Dead Rhetoric: Do you feel there is too much emphasis in metal to differentiate between genres/subgenres of metal?

Keller: Basically no, but sadly there is pigeonholing quite often. But after all, there are only two possibilities with music: either you like it or not, no matter what kind of genre. We have many different influences from different subgenre, so we sometimes have problems to find the one that describes us best. We were labeled many different genres but in the end we don’t care. It’s metal – either you like it or you don’t.

Dead Rhetoric: With the ever-growing number of bands out there, how do you keep your own band’s identity distinct?

Keller: We don’t really think about that to be honest. We do the music we like and I think that we’ve gotten our own sound over the years. We do many new things each album and developed much, but a Dying Humanity fan would recognize a new song of ours, when hearing it.

Dead Rhetoric: Do you feel that the German death metal movement has gained some strength over the years?

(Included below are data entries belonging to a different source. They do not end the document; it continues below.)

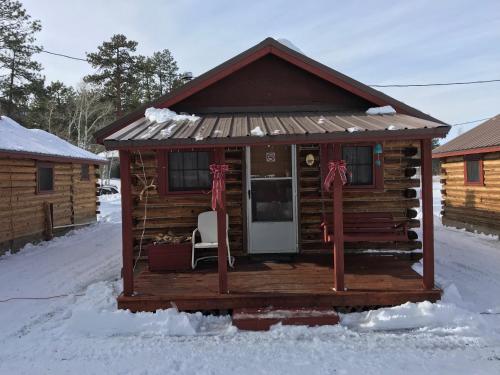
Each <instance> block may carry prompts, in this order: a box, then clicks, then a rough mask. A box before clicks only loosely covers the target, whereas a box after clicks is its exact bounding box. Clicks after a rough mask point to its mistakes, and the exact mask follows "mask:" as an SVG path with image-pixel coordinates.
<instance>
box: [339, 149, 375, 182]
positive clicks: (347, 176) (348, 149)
mask: <svg viewBox="0 0 500 375" xmlns="http://www.w3.org/2000/svg"><path fill="white" fill-rule="evenodd" d="M342 159H344V160H345V161H346V164H347V170H348V171H349V174H348V176H347V178H348V181H349V185H373V148H372V146H345V147H343V148H342Z"/></svg>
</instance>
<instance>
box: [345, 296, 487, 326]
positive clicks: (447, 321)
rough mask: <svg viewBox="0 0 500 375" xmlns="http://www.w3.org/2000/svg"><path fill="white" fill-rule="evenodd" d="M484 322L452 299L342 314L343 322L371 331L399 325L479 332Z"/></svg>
mask: <svg viewBox="0 0 500 375" xmlns="http://www.w3.org/2000/svg"><path fill="white" fill-rule="evenodd" d="M483 324H484V322H483V321H482V319H481V317H480V316H478V315H477V314H474V313H471V312H469V311H467V310H464V309H461V308H459V307H457V306H456V305H454V304H452V303H443V302H437V303H431V302H428V301H425V302H419V303H411V302H407V303H405V304H403V305H400V306H395V307H390V308H382V309H378V310H371V311H367V312H362V313H352V314H346V315H343V316H342V325H345V326H347V327H349V328H358V329H361V330H371V331H391V330H401V329H417V328H420V329H425V330H429V329H436V328H439V329H442V330H443V331H457V332H468V331H470V332H472V333H478V334H479V333H480V331H481V329H482V327H483Z"/></svg>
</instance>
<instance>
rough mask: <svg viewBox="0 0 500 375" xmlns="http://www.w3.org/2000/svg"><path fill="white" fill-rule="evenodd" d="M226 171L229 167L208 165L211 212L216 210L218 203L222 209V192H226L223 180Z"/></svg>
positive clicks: (223, 204) (220, 164)
mask: <svg viewBox="0 0 500 375" xmlns="http://www.w3.org/2000/svg"><path fill="white" fill-rule="evenodd" d="M228 170H229V167H228V165H227V164H211V165H210V173H211V174H212V210H215V209H217V202H219V207H220V208H224V201H223V200H222V192H223V191H224V190H226V183H225V180H224V178H225V174H226V172H227V171H228Z"/></svg>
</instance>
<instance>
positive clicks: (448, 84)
mask: <svg viewBox="0 0 500 375" xmlns="http://www.w3.org/2000/svg"><path fill="white" fill-rule="evenodd" d="M492 82H500V79H485V80H481V81H463V82H440V83H408V84H388V85H368V86H370V87H429V86H453V85H475V84H478V83H492Z"/></svg>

Keller: On the contrary, it feels like old-school metal (death metal in particular) is decreasing. Because there is much interest and increasing popularity in the x-core styles of metal, there have been many bands and a huge fanbase which is growing faster than in metal, so we are always happy to play with (death and thrash) metal bands and get to know each other.

Dead Rhetoric: What’s in the works for Dying Humanity for the rest of 2015?

Keller: With playing as much shows as possible, we want to present Deadened to a wide audience. There will be some new videos and we also have begun writing new material.